Value creation efficiency in the new economy
by Ante Pulic, Marko Kolakovic
Global Business and Economics Review (GBER), Vol. 5, No. 1, 2003

Abstract: Firms, which have recognised the significance of Intellectual Capital as the key resource of modern business, aim at developing ways to manage and also measure this key resource in order to relate their Intellectual Capital performance and bottom line results. But it has become obvious that the traditional financial metrics do not reflect reality because the core of modern business is not cost but instead value creation. Traditional indicators such as revenue, cash flow or income are often misleading and, in our opinion, hinder management's ability to measure more accurately whether or not value is created or destroyed. It has become obvious that, if a firm aims to achieve a maximum result with its existing tangible and intangible resources, management must introduce new tools for monitoring and measuring how well the resources (physical, financial and intellectual capital) have been utilised and whether they create or destroy value.

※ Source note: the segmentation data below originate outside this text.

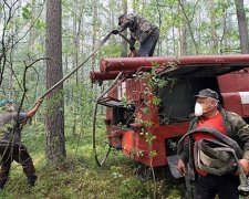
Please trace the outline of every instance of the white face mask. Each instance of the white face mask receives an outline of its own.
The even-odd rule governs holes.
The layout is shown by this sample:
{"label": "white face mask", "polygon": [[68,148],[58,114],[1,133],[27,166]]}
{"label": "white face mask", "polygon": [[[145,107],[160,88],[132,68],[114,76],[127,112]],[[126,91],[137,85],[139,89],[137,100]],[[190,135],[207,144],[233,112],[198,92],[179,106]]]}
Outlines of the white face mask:
{"label": "white face mask", "polygon": [[195,116],[201,116],[204,114],[204,108],[199,103],[195,105]]}

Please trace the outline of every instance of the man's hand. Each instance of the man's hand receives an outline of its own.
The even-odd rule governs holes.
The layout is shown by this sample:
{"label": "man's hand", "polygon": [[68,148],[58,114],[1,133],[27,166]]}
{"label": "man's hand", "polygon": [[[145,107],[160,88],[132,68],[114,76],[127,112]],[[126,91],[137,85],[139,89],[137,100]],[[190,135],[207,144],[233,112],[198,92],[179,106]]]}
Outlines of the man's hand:
{"label": "man's hand", "polygon": [[186,166],[185,166],[185,163],[181,159],[178,160],[177,169],[179,170],[180,175],[183,175],[183,176],[185,175]]}
{"label": "man's hand", "polygon": [[118,34],[118,32],[120,32],[118,30],[113,30],[111,33],[112,34]]}
{"label": "man's hand", "polygon": [[248,175],[249,174],[249,160],[240,159],[239,163],[242,166],[245,174]]}
{"label": "man's hand", "polygon": [[35,101],[35,104],[41,104],[43,101],[43,98],[39,97],[37,101]]}

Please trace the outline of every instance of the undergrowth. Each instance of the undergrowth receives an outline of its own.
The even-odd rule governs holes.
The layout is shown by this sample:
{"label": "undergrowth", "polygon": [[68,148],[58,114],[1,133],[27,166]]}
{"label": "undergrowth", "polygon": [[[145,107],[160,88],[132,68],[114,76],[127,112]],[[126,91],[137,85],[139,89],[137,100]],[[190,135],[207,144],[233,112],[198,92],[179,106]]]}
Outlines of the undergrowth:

In this context, the ability of employees to transform their knowledge and skills into value creating action is of vital importance. Therefore, intellectual capital has gained in importance as a new knowledge management instrument for managing, measuring and improving a company's intangible assets. It can enable any firm to launch a renewal process and transform itself into a powerful strategic weapon for the new century. Focusing on monitoring and measuring intellectual capital performance, our research shows that Value Creation Efficiency Analysis (powered by the VAICTM model) may be utilised for better measuring business activity at the firm, regional or national level. In whatever follows, after we introduce the concept of Intellectual Capital and its comprising elements, we use Value Creation Efficiency Analysis to study Croatia's banks and the country's entire economy.